Ron, a retired engineer, bought the gold from The Pure Gold Company between November 2015 and April 2016 to remove exposure to property, equities, bonds and cash amid concerns around the health of the global economy including the Brexit vote.
Rather than storing it in vaults, he buried the gold in his five-acre garden using a digger and created 18 unique versions of a map with co-ordinates – one for each of his family members, according to Josh Saul, chief executive of The Pure Gold Company.
Shortly after Ron bought the gold, the price of the commodity peaked when the UK voted to leave the European Union.
“His gold is up 43% in value since he bought it,” said Saul. “Even after digging up one eighteenth of the treasure he still has over £1m of gold buried in his garden.”
Ron, who prefers not to reveal his last name, said he has no plans to sell any more of his gold.
He said: “My grandaughter, against my best wishes, has decided to sell her gold and buy a property, but she’s not looking at this as an investment but as a roof over her head. In hindsight this is a sensible way to look at life. I have no plans to sell any of the gold, it’s my family’s gold, not mine. It just so happens that I’m the only one with a garden big enough to house all of it – it’s up to them if and when they plan to sell.”
According to Saul, Ron asked his son-in-law to help him dig up the gold which he then sold back to The Pure Gold Company through their Buy Back Guarantee, and the funds are now ready for when Ron’s grandaughter exchanges on her flat.

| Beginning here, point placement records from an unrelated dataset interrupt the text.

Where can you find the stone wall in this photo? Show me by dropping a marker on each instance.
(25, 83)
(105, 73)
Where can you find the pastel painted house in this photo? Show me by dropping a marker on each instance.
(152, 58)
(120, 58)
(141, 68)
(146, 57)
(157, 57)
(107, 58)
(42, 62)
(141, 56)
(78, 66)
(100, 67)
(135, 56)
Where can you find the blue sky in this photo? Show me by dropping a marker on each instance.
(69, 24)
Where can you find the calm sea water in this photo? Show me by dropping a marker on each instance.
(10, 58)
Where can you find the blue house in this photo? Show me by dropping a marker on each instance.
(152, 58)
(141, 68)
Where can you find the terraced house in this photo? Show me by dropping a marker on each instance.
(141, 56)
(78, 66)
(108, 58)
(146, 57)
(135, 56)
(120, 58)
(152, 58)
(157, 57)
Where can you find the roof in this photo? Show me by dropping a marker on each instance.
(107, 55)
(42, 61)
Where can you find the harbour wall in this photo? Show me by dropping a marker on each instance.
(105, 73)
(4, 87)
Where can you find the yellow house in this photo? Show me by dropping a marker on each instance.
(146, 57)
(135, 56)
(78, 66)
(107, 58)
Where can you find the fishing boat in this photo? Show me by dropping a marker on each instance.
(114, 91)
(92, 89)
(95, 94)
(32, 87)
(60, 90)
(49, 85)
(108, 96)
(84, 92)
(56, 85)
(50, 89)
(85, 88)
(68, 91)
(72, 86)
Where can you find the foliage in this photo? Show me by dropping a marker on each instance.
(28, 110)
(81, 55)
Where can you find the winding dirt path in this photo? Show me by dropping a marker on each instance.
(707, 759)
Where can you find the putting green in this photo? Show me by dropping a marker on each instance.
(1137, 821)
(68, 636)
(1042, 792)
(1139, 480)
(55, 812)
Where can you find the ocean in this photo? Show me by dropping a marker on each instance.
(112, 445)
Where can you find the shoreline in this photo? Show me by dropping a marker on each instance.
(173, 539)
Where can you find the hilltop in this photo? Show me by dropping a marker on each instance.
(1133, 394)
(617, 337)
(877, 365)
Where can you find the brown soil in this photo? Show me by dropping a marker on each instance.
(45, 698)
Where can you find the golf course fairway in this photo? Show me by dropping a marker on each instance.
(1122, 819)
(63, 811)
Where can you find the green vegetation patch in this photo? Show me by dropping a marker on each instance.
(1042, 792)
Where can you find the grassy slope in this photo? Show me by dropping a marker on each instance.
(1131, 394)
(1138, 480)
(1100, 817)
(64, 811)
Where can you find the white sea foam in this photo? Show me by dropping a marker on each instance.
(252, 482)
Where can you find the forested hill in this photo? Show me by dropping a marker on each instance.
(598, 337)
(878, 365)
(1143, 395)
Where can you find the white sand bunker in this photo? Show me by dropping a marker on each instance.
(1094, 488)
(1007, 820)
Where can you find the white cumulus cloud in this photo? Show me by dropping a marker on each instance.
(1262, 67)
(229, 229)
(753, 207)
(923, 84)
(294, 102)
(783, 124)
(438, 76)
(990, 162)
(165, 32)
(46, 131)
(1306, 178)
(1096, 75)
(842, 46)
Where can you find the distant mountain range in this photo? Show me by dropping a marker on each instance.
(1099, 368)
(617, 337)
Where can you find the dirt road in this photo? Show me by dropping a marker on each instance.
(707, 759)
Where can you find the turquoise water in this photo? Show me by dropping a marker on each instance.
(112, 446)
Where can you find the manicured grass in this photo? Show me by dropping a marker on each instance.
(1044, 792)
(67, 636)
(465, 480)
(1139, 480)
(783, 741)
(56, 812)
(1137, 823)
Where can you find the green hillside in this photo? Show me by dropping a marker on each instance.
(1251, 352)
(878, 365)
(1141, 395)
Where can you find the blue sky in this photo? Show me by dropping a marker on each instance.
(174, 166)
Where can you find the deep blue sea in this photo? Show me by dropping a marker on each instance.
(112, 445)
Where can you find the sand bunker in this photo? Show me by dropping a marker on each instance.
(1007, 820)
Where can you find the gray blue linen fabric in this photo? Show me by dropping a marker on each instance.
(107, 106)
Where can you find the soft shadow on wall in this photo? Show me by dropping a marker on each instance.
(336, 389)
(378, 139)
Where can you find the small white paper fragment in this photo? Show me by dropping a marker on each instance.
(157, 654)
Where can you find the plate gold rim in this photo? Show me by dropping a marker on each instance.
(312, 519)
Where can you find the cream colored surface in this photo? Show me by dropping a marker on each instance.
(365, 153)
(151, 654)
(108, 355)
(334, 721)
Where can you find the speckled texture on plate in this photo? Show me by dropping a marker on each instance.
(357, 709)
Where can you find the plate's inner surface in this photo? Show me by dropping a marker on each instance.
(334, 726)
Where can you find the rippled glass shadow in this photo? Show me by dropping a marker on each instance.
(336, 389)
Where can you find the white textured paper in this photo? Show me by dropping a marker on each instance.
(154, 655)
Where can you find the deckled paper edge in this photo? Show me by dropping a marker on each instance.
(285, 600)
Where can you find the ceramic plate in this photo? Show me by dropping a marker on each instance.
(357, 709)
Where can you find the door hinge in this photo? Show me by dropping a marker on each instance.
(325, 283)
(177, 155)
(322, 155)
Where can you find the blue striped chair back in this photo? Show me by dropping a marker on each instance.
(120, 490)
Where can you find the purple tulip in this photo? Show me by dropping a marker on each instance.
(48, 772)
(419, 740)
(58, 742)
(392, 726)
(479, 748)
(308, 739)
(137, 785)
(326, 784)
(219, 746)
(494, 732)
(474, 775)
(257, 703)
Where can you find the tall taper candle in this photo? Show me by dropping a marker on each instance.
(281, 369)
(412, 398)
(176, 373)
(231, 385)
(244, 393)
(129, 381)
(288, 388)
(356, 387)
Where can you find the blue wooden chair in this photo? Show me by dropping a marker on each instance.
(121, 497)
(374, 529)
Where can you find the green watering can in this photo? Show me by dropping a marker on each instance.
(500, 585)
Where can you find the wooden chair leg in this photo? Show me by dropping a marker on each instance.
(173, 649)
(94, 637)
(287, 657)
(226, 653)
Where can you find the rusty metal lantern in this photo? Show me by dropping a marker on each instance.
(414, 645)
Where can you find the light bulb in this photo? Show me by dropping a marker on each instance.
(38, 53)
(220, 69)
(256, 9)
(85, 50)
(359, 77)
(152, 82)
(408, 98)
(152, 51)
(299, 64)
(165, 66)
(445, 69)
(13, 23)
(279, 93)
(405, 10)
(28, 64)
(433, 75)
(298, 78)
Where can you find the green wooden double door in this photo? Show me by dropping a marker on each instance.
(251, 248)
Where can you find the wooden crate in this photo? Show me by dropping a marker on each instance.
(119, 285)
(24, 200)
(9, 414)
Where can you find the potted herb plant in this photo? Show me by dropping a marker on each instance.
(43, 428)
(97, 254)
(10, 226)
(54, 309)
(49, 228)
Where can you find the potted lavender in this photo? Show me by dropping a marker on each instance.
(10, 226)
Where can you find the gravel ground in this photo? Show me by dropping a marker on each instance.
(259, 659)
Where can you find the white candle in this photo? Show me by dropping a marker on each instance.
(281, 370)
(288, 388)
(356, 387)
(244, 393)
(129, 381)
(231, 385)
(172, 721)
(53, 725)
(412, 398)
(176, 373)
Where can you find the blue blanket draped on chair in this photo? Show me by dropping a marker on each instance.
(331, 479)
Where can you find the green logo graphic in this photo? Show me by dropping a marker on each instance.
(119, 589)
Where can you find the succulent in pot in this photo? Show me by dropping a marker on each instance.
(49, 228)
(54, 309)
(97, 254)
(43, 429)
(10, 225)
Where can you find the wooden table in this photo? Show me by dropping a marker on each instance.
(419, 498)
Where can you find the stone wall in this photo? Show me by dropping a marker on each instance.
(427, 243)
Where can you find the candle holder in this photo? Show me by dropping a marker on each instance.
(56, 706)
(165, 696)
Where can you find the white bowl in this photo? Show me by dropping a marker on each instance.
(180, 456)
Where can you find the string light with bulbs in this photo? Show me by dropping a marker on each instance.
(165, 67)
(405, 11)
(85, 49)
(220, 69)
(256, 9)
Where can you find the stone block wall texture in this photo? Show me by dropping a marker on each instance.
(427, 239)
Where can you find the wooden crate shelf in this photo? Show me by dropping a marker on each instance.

Saul said: “Of course Ron’s story is unique but his motivations for buying gold are definitely not. UK and European buyers are still uncertain about what Brexit will mean for their investments, and European elections may substantially change the political landscape.
“The stock market and property markets are volatile and the political climate in the US and Europe isn’t helping sentiment around the world. We’re currently seeing a big jump in South African clients worried about their currency and the safety of their economy and banks, while closer to home the UK bank stress tests are proving a strong motivator for clients to buy physical gold.
“With the US attacking Syria, we’ve already seen a 2% jump in the gold price. The consequential volatility in the equity markets are quite predictable but the extent of the gold price increasing is a difficult one to forecast.”